RFTA has been going down that road at its bus barn for many years, and the facility, which now includes infrastructure to charge eight electric buses, utilizes a ground-source heat pump and other energy-saving technology.
The county’s public works building includes a 105-kilowatt solar-power array but could benefit from upgrades to its lighting system, Hendrix said.
Among the largest energy consumers in the area is the snowmelt system at the pedestrian underpass connecting the airport to the Aspen Airport Business Center (AABC) under Highway 82.
Each site is being studied for how it can update its systems to save more energy.
“The work so far has identified significant energy conservation potential at the existing sites studied,” Holy Cross CEO Bryan Hannegan wrote in an email.
The second phase of the feasibility study will investigate what technology would be needed and where among the sites is best suited for the component parts. Developing more solar capacity and deciding on the location of shipping-container-sized lithium ion batteries to bank the energy will be key.
The heat-transfer concept is rare in North America but more common in Europe. The idea is to capture the excess heat generated by buses warming inside RFTA’s bus barn and in the boiler rooms at the facilities. This would require new infrastructure, such as underground piping connecting the facilities, and Highway 82 could be an impediment to that system, officials acknowledge.
While existing infrastructure will help support electricity sharing among the sites, the partners will lean on Holy Cross to explore the engineering details in Phase 2 of the feasibility study, Hendrix said.
County officials hope to wrap up the feasibility study in June. It’s unclear when funds would be available for an implementation grant, but the parties want to be ready.
RFTA assistant planner Jason White, who has been working on the feasibility study, said the agencies would be “well positioned” for a future implementation grant because they have already shown a “high level of integration” and DOLA appreciates seeing local entities working together.
Even if a fully independent microgrid for the sites takes longer to come together, other benefits can be more immediate, White said. Gains can be made in real-time operational sustainability and learning how the buildings can work together to share and use energy more efficiently.
Scalability and replicability are among the grant criteria, Hendrix said. Part of the “joy of the microgrid,” he said, is that once the core is in place, it’s designed to be expanded. With a Colorado Mountain College campus, an Aspen Fire Protection District station and hundreds of residents between the AABC and North 40 neighborhoods nearby, the hope is that everyone could benefit. The partners also hope the project can help inform efforts to connect other facilities throughout the community to microgrids.
“How do we set up subsets so that we are not all reliant on a main trunk line?” said Cindy Houben, the county’s community development director, referring to how utilities are delivered.
It’s all part and parcel of a larger sustainability and resiliency push, which includes land-use code revisions that require new buildings in Pitkin County to be wired to accommodate on-site solar. In addition, any building with more than 10 kilowatts of solar now must have on-site storage. A significant number of these smaller-scale batteries have come online throughout the county, Hendrix said. Other recent regulatory changes have tightened the pace of growth allowed in the county and require new buildings to be more energy efficient.

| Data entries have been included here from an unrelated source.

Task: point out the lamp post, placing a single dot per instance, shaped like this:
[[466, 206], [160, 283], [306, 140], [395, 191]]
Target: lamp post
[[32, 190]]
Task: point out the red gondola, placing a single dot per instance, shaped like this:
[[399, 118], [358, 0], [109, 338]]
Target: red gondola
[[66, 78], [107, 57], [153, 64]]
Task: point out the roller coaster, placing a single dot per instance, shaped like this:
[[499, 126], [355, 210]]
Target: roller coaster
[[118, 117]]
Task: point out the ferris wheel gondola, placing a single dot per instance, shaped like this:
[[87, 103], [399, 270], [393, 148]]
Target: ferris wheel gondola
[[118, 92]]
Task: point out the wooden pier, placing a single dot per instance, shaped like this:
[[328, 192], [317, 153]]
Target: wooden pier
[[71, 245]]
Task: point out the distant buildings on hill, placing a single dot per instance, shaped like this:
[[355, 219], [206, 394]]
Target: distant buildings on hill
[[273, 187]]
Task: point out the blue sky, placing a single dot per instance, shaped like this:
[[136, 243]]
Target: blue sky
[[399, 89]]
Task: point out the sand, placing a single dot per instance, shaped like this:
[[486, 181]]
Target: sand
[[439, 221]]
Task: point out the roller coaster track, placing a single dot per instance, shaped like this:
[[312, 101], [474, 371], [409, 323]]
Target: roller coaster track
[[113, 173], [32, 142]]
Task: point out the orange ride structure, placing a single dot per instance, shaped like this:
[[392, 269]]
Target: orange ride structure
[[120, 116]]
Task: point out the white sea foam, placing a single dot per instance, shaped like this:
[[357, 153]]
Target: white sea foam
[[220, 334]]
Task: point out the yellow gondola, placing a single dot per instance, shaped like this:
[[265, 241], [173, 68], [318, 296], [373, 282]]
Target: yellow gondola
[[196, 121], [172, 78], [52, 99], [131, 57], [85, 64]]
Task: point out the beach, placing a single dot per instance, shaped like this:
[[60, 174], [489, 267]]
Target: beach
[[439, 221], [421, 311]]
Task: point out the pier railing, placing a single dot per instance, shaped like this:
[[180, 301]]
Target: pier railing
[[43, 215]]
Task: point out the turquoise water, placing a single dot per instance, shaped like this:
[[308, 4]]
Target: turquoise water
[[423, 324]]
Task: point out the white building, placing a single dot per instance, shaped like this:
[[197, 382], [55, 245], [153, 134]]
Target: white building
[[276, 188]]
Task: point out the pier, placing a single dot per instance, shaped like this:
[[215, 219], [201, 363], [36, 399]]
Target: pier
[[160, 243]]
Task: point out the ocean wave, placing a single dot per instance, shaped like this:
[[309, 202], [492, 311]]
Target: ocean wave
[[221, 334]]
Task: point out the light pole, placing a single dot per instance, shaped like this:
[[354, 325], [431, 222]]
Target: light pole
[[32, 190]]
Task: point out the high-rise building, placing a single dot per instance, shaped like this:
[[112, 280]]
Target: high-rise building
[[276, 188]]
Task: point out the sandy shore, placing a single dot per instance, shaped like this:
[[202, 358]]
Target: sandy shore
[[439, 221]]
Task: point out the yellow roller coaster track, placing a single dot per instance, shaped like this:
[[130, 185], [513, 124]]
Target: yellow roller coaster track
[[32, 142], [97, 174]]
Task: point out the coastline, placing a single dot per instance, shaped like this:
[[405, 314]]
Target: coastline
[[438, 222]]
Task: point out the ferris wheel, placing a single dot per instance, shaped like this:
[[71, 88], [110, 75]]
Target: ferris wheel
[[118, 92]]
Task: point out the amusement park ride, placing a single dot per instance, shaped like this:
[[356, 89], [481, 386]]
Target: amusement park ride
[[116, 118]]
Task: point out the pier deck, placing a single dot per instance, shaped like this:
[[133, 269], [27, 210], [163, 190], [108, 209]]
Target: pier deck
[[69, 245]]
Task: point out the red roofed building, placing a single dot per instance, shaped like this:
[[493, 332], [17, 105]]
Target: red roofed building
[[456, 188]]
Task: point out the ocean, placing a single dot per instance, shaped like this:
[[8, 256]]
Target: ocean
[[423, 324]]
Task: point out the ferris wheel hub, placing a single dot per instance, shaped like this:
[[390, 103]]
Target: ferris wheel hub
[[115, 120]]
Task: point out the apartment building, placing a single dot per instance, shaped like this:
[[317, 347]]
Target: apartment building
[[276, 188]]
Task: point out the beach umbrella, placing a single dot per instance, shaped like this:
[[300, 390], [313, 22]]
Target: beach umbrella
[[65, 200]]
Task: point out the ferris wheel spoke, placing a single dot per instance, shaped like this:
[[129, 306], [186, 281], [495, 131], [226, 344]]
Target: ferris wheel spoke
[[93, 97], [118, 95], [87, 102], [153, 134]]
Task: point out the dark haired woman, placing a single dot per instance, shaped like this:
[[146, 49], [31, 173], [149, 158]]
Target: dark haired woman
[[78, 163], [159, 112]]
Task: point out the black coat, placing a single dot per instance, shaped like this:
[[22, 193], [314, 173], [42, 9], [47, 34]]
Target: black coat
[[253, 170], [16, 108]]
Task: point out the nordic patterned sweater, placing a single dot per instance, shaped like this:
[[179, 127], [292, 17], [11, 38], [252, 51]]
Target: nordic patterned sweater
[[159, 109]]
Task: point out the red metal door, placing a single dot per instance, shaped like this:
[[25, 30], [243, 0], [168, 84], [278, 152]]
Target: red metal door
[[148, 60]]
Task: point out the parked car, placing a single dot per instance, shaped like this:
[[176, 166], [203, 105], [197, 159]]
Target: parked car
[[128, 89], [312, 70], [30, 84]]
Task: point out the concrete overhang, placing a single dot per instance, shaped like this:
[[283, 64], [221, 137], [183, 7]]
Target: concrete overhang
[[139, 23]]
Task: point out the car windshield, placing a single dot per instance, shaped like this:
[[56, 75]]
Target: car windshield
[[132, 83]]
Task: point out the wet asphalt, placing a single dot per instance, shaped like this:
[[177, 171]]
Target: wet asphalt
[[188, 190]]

“We are doing the on-the-ground, ready-set-go work for renewables, and Holy Cross is looking at how do we structure it from the energy-transport lines so that we can not only have the resiliency of backup, but also looking at the overall system,” Houben said.
There is no one lever to pull or silver bullet to address climate change and its impacts, Hendrix said, but the combined effort across multiple sectors can make a difference.
“Hopefully when we pull on all these levers together, we can create a substantial impact on our climate change and greenhouse-gas emissions,” he said.